Steven Davidoff is referred to as the "Deal Professor" by the NY Times in its regular Deal B%k feature of the business section. Today's article - Actions of U.S. and China Will Shape Deals to Come - is an outstanding and timely example of the changing face of legal scholarship.
Davidoff's article appears, on first reading, to be a standard op-ed piece, hardly rising to the level of what can be considered "traditional" legal scholarship. Closer reading of the article, however, supports a deeper analysis of the trade issues that exist between China and the United States. This analysis could hardly be possible without Davidoff's true scholarly roots. Thus, the foundations of his analysis and argument are based on his prior scholarship.
Davidoff's entire body of work, including his more "traditional" writing, his "popular" writing, and his more "casual" writing must be considered as part and parcel of his total scholarly output. Indeed, all such work by any member of the legal academy should be so considered if it rises to necessary level of academic discourse.

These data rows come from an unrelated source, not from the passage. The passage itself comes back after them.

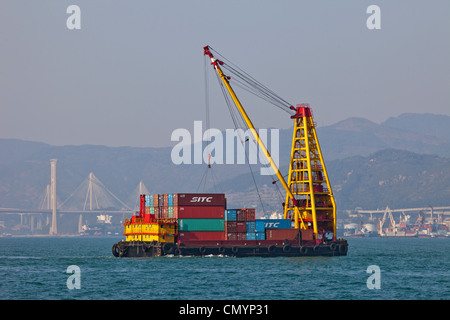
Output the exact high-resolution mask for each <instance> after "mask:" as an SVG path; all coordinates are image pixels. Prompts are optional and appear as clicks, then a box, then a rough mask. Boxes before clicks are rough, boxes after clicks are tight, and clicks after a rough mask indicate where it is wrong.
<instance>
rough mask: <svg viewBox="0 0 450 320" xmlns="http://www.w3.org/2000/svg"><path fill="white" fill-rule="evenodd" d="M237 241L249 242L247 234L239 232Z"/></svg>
mask: <svg viewBox="0 0 450 320" xmlns="http://www.w3.org/2000/svg"><path fill="white" fill-rule="evenodd" d="M236 240H247V233H245V232H237V233H236Z"/></svg>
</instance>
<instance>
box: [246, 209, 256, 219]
mask: <svg viewBox="0 0 450 320" xmlns="http://www.w3.org/2000/svg"><path fill="white" fill-rule="evenodd" d="M255 213H256V210H255V209H245V221H255Z"/></svg>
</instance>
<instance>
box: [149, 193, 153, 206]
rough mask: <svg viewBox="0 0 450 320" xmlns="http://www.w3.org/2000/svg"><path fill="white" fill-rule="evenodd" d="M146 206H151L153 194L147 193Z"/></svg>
mask: <svg viewBox="0 0 450 320" xmlns="http://www.w3.org/2000/svg"><path fill="white" fill-rule="evenodd" d="M148 206H149V207H153V195H151V194H149V195H148Z"/></svg>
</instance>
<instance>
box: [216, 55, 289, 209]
mask: <svg viewBox="0 0 450 320" xmlns="http://www.w3.org/2000/svg"><path fill="white" fill-rule="evenodd" d="M209 49H210V50H211V51H214V53H215V55H216V56H218V57H220V59H222V60H221V61H222V63H221V66H222V68H223V69H225V70H227V71H229V72H230V74H232V75H233V77H230V78H228V80H229V81H230V82H231V83H233V85H236V86H238V87H240V88H241V89H243V90H245V91H247V92H249V93H251V94H253V95H255V96H257V97H259V98H261V99H263V100H265V101H267V102H269V103H270V104H272V105H274V106H276V107H278V108H279V109H281V110H283V111H285V112H287V113H288V114H289V115H292V104H291V103H289V102H288V101H286V100H285V99H283V98H282V97H281V96H279V95H278V94H276V93H275V92H274V91H272V90H271V89H269V88H268V87H267V86H265V85H263V84H262V83H261V82H259V81H258V80H256V79H255V78H254V77H252V76H251V75H250V74H248V73H247V72H246V71H244V70H242V69H241V68H240V67H238V66H237V65H235V64H234V63H233V62H231V61H230V60H229V59H227V58H225V57H224V56H223V55H222V54H220V53H219V52H218V51H216V50H214V49H213V48H212V47H209ZM223 60H225V61H226V62H225V61H223ZM217 78H218V80H219V84H220V86H221V87H222V92H223V94H224V97H225V100H226V102H227V106H228V109H229V111H230V114H231V117H232V119H233V122H234V124H235V127H236V128H237V122H238V120H237V118H239V117H238V116H236V115H235V113H234V112H233V110H235V108H233V107H231V103H230V101H229V98H228V95H227V94H226V90H225V88H223V84H222V81H220V78H219V76H218V75H217ZM238 114H239V116H240V118H241V119H242V123H244V127H246V128H248V127H247V126H246V124H245V121H244V120H243V118H242V115H241V114H240V113H239V112H238ZM241 141H242V138H241ZM255 143H256V141H255ZM246 156H247V155H246ZM252 175H253V172H252ZM271 177H272V181H273V182H272V184H275V186H276V188H277V190H278V197H279V199H280V201H281V202H283V199H282V197H283V194H282V192H281V190H280V187H279V186H278V184H277V183H276V182H277V180H275V178H274V175H271ZM255 184H256V182H255Z"/></svg>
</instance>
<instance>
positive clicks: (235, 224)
mask: <svg viewBox="0 0 450 320" xmlns="http://www.w3.org/2000/svg"><path fill="white" fill-rule="evenodd" d="M225 228H226V231H225V232H226V236H227V240H256V236H255V232H256V231H255V209H228V210H225Z"/></svg>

There might not be any footnotes in today's article but the academic mind is clearly in evidence. It is not mere reportage: it is reportage with an academic twist. Can't make up your mind? Consider his previous articles here, here, here, and here. Consider the body of work, not the individual article standing alone.

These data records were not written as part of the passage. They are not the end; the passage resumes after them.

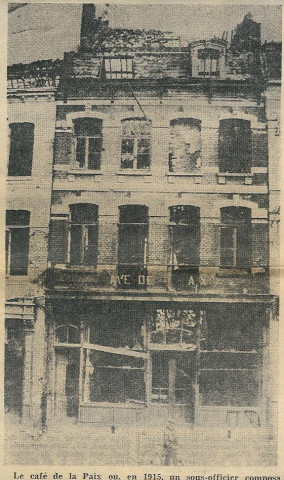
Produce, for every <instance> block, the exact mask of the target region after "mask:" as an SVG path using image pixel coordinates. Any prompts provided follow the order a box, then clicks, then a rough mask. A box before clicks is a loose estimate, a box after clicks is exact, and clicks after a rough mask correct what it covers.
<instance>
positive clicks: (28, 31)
mask: <svg viewBox="0 0 284 480" xmlns="http://www.w3.org/2000/svg"><path fill="white" fill-rule="evenodd" d="M105 9H106V7H105V5H104V4H99V5H98V6H97V16H99V15H101V14H102V13H103V12H104V11H105ZM9 10H10V12H9V16H8V22H9V24H8V28H9V30H8V32H9V34H8V63H9V65H11V64H13V63H29V62H32V61H35V60H42V59H53V60H55V59H56V58H63V54H64V52H68V51H72V50H74V49H76V48H77V46H78V44H79V39H80V27H81V12H82V4H72V3H69V4H67V3H65V4H60V3H54V2H53V3H52V4H51V3H29V4H16V3H13V4H12V3H11V4H10V6H9ZM248 12H250V13H251V14H252V15H253V19H254V20H255V21H256V22H260V23H261V26H262V41H263V42H264V41H265V40H267V41H272V40H274V41H281V7H280V6H279V5H278V6H277V5H249V4H247V5H236V4H235V5H232V4H230V5H216V4H215V5H212V6H210V5H200V4H199V5H198V4H195V5H194V4H175V5H170V4H164V5H163V4H152V5H151V4H144V5H129V4H128V5H120V4H114V3H112V4H110V5H109V7H108V19H109V25H110V27H114V28H130V29H136V28H137V29H143V28H145V29H157V30H166V31H173V32H174V33H175V34H176V35H177V36H181V38H182V40H183V41H184V42H190V41H193V40H198V39H207V38H212V37H213V36H214V35H216V36H222V33H223V31H228V33H229V37H230V32H231V30H233V29H234V28H235V27H236V25H237V24H238V23H240V22H241V21H242V20H243V18H244V16H245V15H246V14H247V13H248Z"/></svg>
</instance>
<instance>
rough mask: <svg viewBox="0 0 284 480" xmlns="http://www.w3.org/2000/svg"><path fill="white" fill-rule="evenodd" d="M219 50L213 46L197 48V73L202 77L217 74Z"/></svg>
mask: <svg viewBox="0 0 284 480" xmlns="http://www.w3.org/2000/svg"><path fill="white" fill-rule="evenodd" d="M219 57H220V52H219V51H218V50H216V49H214V48H203V49H201V50H198V75H200V76H204V77H211V76H215V77H216V76H218V75H219V74H220V71H219Z"/></svg>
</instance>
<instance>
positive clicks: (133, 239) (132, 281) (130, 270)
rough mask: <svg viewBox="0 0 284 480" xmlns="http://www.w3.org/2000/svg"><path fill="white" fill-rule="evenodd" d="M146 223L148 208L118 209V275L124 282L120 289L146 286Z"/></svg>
mask: <svg viewBox="0 0 284 480" xmlns="http://www.w3.org/2000/svg"><path fill="white" fill-rule="evenodd" d="M148 222H149V219H148V207H146V206H145V205H123V206H121V207H120V215H119V231H118V274H119V277H120V278H122V277H123V280H124V281H123V282H121V287H124V288H139V287H145V286H146V274H147V270H146V267H147V243H148Z"/></svg>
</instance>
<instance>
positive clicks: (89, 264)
mask: <svg viewBox="0 0 284 480" xmlns="http://www.w3.org/2000/svg"><path fill="white" fill-rule="evenodd" d="M73 205H87V206H90V205H91V206H92V207H93V206H96V207H97V209H96V210H97V212H96V218H97V220H94V221H93V222H92V223H91V222H90V223H87V222H83V221H82V222H75V221H72V220H71V218H72V208H70V207H72V206H73ZM73 205H70V206H69V222H68V255H67V262H68V265H69V266H71V267H94V268H97V265H98V255H99V251H98V242H99V208H98V205H96V204H93V203H91V204H90V203H82V204H80V203H76V204H73ZM74 226H75V227H81V228H80V230H79V231H80V243H79V244H78V245H80V251H79V257H80V262H79V263H77V262H74V259H72V227H74ZM89 227H92V228H93V229H94V235H95V243H94V244H89V243H87V241H86V240H88V235H89V231H88V230H89ZM75 244H76V242H75ZM90 246H91V247H93V248H94V257H95V262H94V263H85V261H86V258H87V255H88V249H89V247H90Z"/></svg>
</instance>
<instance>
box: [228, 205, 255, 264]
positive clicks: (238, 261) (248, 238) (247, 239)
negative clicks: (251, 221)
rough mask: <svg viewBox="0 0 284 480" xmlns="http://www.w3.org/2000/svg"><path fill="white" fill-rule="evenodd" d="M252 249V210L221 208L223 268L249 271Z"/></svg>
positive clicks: (239, 208) (243, 208)
mask: <svg viewBox="0 0 284 480" xmlns="http://www.w3.org/2000/svg"><path fill="white" fill-rule="evenodd" d="M251 249H252V238H251V210H250V209H249V208H246V207H224V208H221V232H220V265H221V267H222V268H232V267H236V268H246V269H249V268H250V266H251Z"/></svg>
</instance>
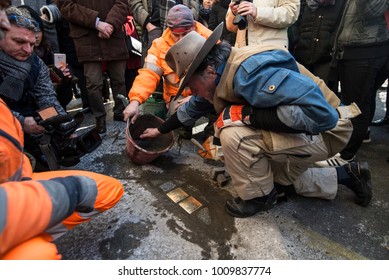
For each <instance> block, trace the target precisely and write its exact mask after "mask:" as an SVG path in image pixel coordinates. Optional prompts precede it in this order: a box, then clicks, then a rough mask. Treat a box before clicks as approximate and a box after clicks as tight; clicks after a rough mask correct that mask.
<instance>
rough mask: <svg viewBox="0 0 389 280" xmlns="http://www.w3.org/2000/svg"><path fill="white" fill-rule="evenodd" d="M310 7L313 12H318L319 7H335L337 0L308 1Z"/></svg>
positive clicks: (319, 0) (308, 6) (307, 3)
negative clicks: (335, 3)
mask: <svg viewBox="0 0 389 280" xmlns="http://www.w3.org/2000/svg"><path fill="white" fill-rule="evenodd" d="M306 1H307V5H308V7H309V8H310V9H311V10H312V11H316V10H317V8H319V6H333V5H335V0H306Z"/></svg>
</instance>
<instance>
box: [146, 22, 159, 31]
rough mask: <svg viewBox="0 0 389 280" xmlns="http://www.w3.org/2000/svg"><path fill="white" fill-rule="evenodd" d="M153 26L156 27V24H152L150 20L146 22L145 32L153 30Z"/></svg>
mask: <svg viewBox="0 0 389 280" xmlns="http://www.w3.org/2000/svg"><path fill="white" fill-rule="evenodd" d="M155 28H157V26H155V25H154V24H152V23H150V22H149V23H147V24H146V30H147V32H150V31H153V30H154V29H155Z"/></svg>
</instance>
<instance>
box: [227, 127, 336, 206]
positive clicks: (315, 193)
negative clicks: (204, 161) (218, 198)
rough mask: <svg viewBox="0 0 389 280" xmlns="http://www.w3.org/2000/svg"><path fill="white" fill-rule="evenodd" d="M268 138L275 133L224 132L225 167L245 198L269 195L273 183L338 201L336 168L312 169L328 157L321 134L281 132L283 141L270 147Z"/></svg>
mask: <svg viewBox="0 0 389 280" xmlns="http://www.w3.org/2000/svg"><path fill="white" fill-rule="evenodd" d="M269 135H273V133H269V132H266V131H262V130H259V129H251V128H249V127H247V126H242V127H226V128H224V129H222V131H221V134H220V140H221V143H222V149H223V153H224V158H225V164H226V167H227V170H228V172H229V174H230V176H231V180H232V183H233V185H234V188H235V190H236V191H237V193H238V195H239V196H240V197H241V198H242V199H244V200H248V199H252V198H255V197H262V196H264V195H267V194H269V193H270V192H271V190H272V189H273V188H274V183H278V184H281V185H291V184H293V185H294V187H295V189H296V192H297V193H298V194H300V195H303V196H309V197H319V198H323V199H334V198H335V196H336V193H337V189H338V184H337V174H336V169H335V168H311V167H312V164H313V163H314V162H316V161H320V160H324V159H327V158H328V154H329V151H328V150H327V147H326V145H325V143H324V142H323V138H322V136H321V135H315V136H311V135H304V134H297V135H291V134H282V133H278V134H276V135H277V137H278V139H279V140H280V139H282V141H274V143H273V144H274V145H271V147H270V148H269V147H268V146H270V145H269V137H271V136H269ZM273 136H274V135H273ZM272 139H273V140H274V139H275V138H274V137H272ZM265 143H267V144H265Z"/></svg>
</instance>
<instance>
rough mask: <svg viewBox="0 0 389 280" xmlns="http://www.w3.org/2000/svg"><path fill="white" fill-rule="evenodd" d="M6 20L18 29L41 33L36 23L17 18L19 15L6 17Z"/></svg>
mask: <svg viewBox="0 0 389 280" xmlns="http://www.w3.org/2000/svg"><path fill="white" fill-rule="evenodd" d="M8 20H9V21H10V22H11V23H14V24H16V25H18V26H20V27H25V28H28V29H31V30H34V31H35V32H39V31H41V30H40V28H39V24H38V22H36V21H35V20H33V19H29V18H26V17H24V16H19V15H15V14H13V15H8Z"/></svg>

A recent trend in legal academic publishing has been the well-supported extended op-ed article or book. That kind of writing is clearly considered as scholarship by tenure committees and, increasingly, by the legal academy as a whole. Compare that kind of article with the article in question - it is all scholarship. The only real difference is one of degree, not kind.
Full Disclosure - Davidoff is a member of the faculty at the University of Connecticut School of Law.